The government disagrees, saying it actually aims to decrease logistical costs while improving agricultural output.
It is the latest chapter in a long saga of farmers and exporters opposing government intervention in the sector.
The dredging of the county’s grains superhighway gives Argentina an edge over rival exporters Brazil and the United States, which rely more on less efficient trucks and slow-moving barges.
Last week the government outlined its proposal for managing the river. It said the state, rather than the company that dredges the waterway, should receive the tolls that cargo ships pay to use the key agricultural shipping hub of Rosario, from which flow about 80% of Argentine grains exports.
That proposal inflamed exporters and farmers already worried about the policies of center-left President Alberto Fernandez, a Peronist whose administration has curtailed beef exports as a way of controlling domestic food price inflation.
The state should oversee the logistics system, and guarantee transparency in the bidding for the upcoming dredging contract, said Luis Zubizarreta, head of Argentina’s CPPC private ports chamber. But he said the dredger, not the government, should continue to collect the tolls paid by cargo ships.
“The current system works well, with the users of the river paying tolls directly to the dredging company. We need to keep it in place,” Zubizarreta said.
“If the flow of money goes through the state it would increase the cost of dredging services,” he added.
But a Transportation Ministry source, who asked not to be named, said the proposed dredging system would not make it more expensive to ship grains from Argentina.
“It does not imply higher costs. One of our objectives is to lower the cost of logistics,” the source said.
The National Ports Administration has been given authority over the next 12 months to subcontract management of the waterway, while the Transportation Ministry evaluates bids from dredging companies for the long-term concession to follow.
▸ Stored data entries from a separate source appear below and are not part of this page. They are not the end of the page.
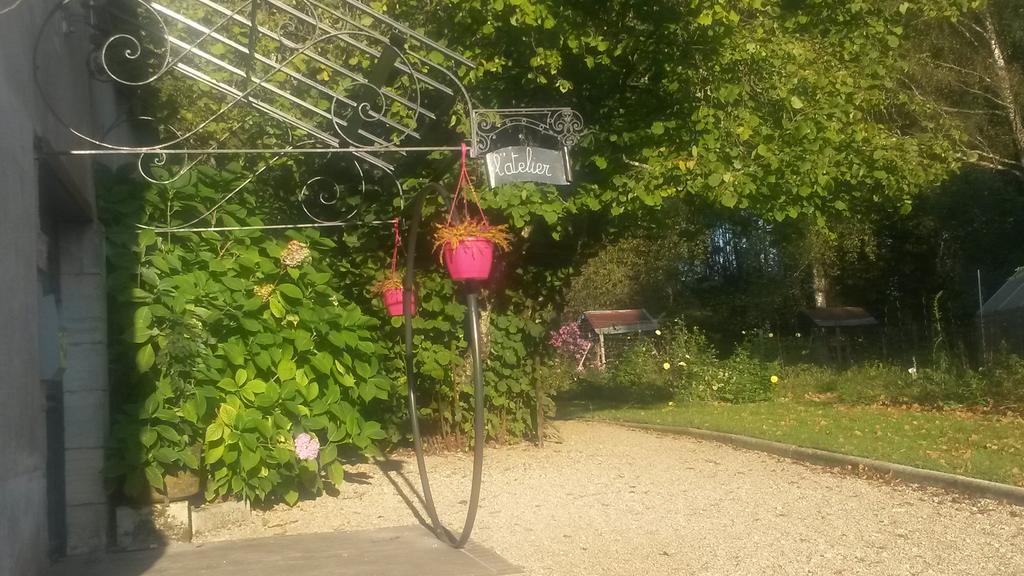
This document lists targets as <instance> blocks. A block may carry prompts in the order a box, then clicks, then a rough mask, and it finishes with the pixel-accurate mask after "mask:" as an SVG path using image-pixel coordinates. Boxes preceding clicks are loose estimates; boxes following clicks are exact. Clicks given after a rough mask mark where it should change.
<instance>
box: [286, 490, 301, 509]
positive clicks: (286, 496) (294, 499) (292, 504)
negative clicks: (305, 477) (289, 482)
mask: <svg viewBox="0 0 1024 576" xmlns="http://www.w3.org/2000/svg"><path fill="white" fill-rule="evenodd" d="M283 497H284V498H285V503H286V504H288V505H289V506H294V505H295V504H297V503H298V502H299V493H298V492H296V491H295V490H294V489H290V490H288V491H287V492H285V494H284V496H283Z"/></svg>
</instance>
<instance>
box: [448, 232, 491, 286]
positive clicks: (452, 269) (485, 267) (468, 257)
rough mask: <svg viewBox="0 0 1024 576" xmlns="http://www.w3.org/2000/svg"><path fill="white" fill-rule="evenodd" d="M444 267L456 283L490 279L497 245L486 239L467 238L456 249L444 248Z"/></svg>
mask: <svg viewBox="0 0 1024 576" xmlns="http://www.w3.org/2000/svg"><path fill="white" fill-rule="evenodd" d="M443 254H444V265H445V266H446V268H447V270H449V276H451V277H452V280H455V281H456V282H466V281H470V280H486V279H488V278H490V264H492V263H493V262H494V261H495V243H494V242H492V241H489V240H487V239H484V238H467V239H466V240H463V241H462V242H460V243H459V246H457V247H456V248H455V249H453V248H451V247H450V246H444V249H443Z"/></svg>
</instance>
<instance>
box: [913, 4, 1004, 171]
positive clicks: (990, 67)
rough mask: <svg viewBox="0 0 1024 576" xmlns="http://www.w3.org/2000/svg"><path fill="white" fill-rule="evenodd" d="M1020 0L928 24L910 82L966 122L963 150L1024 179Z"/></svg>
mask: <svg viewBox="0 0 1024 576" xmlns="http://www.w3.org/2000/svg"><path fill="white" fill-rule="evenodd" d="M1022 18H1024V5H1021V4H1020V3H1019V2H1015V1H1012V0H992V1H991V2H988V3H987V5H985V6H984V7H982V8H980V9H978V10H976V11H973V12H969V13H967V14H965V15H964V17H962V18H956V19H948V20H932V22H929V23H926V24H925V26H922V27H921V28H920V29H919V30H916V31H914V36H915V37H919V38H920V40H921V42H920V44H919V46H920V53H919V54H918V55H916V58H918V64H916V66H914V67H913V69H912V74H911V75H910V77H909V78H908V79H907V82H908V84H910V86H911V87H913V89H914V90H916V91H919V92H920V93H924V94H927V95H928V96H929V97H932V98H935V100H936V101H938V102H939V106H940V107H941V110H942V111H943V112H944V113H945V114H947V115H949V117H950V118H951V119H953V120H954V121H956V122H957V123H958V124H959V125H962V126H963V127H964V139H963V141H962V142H961V154H962V155H963V157H964V158H965V159H966V160H967V161H969V162H971V163H974V164H977V165H979V166H983V167H986V168H992V169H996V170H1006V171H1010V172H1013V173H1015V174H1017V175H1018V176H1020V177H1021V178H1024V34H1022V32H1021V28H1020V22H1021V20H1022Z"/></svg>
Agriculture is Argentina’s main source of export dollars. The country is the world’s No. 3 corn exporter and top supplier of soymeal livestock feed.
An increase in government involvement would create the risk that the dredging company that wins the upcoming concession may not get paid on time, said Gustavo Idigoras, head of the CIARA-CEC chamber of exporters and oilseed crushing companies.
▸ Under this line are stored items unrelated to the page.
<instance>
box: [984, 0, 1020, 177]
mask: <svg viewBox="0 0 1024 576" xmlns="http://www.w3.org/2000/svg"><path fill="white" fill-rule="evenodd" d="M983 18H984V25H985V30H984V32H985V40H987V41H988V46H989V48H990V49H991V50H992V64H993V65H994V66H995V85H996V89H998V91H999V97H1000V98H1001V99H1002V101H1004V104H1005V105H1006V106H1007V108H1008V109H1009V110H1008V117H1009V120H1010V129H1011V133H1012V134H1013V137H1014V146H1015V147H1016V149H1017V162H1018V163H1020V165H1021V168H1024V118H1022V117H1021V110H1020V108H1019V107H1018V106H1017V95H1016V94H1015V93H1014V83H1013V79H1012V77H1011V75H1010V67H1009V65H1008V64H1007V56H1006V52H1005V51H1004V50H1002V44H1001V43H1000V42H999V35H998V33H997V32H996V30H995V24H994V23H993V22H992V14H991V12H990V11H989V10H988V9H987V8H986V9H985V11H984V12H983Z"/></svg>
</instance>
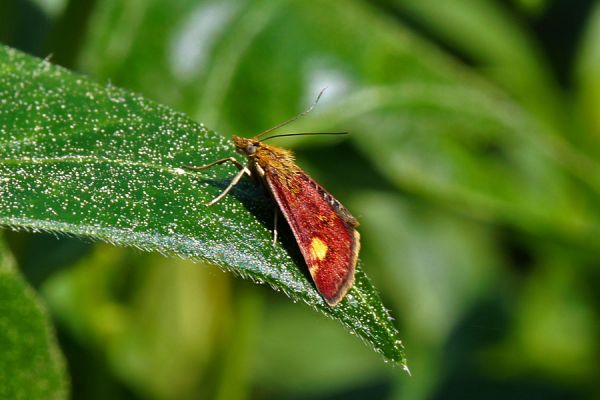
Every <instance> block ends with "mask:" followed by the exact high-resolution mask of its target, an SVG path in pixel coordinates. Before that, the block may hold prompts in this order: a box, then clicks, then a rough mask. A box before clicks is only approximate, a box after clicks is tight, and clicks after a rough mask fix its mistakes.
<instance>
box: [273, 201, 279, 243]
mask: <svg viewBox="0 0 600 400" xmlns="http://www.w3.org/2000/svg"><path fill="white" fill-rule="evenodd" d="M274 209H275V216H274V218H273V219H274V222H273V247H275V245H276V244H277V217H278V215H279V212H278V210H277V207H274Z"/></svg>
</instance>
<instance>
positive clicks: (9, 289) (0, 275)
mask: <svg viewBox="0 0 600 400" xmlns="http://www.w3.org/2000/svg"><path fill="white" fill-rule="evenodd" d="M0 382H1V383H0V398H2V399H15V400H16V399H28V400H29V399H44V400H46V399H66V398H67V382H66V379H65V366H64V362H63V360H62V357H61V355H60V353H59V350H58V348H57V346H56V342H55V338H54V334H53V333H52V332H51V328H50V325H49V323H48V316H47V314H46V311H45V309H44V308H43V307H42V305H41V304H40V303H39V301H38V299H37V298H36V296H35V295H34V293H33V291H32V290H31V289H30V288H29V287H28V286H27V284H26V283H25V282H24V281H23V279H22V278H21V277H20V276H19V275H18V273H17V271H16V269H15V267H14V262H13V260H12V258H11V256H10V254H9V253H8V250H7V249H6V248H5V247H4V244H3V242H2V238H1V237H0Z"/></svg>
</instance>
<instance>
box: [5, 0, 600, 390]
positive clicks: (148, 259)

“If the tolls go to the government, it may not transfer all that money to the company that maintains the river. That implies an increase in tolls,” Idigoras said.
“If the government does not pay the dredging company on time, it would probably stop doing the dredging. That would be a serious problem that would increase not only the cost of exporting from Argentina but importing as well,” he added.
The river at Rosario is dredged to about a depth of 34 feet, and industry leaders want the next long-term contract to provide for a deeper and wider shipping channel.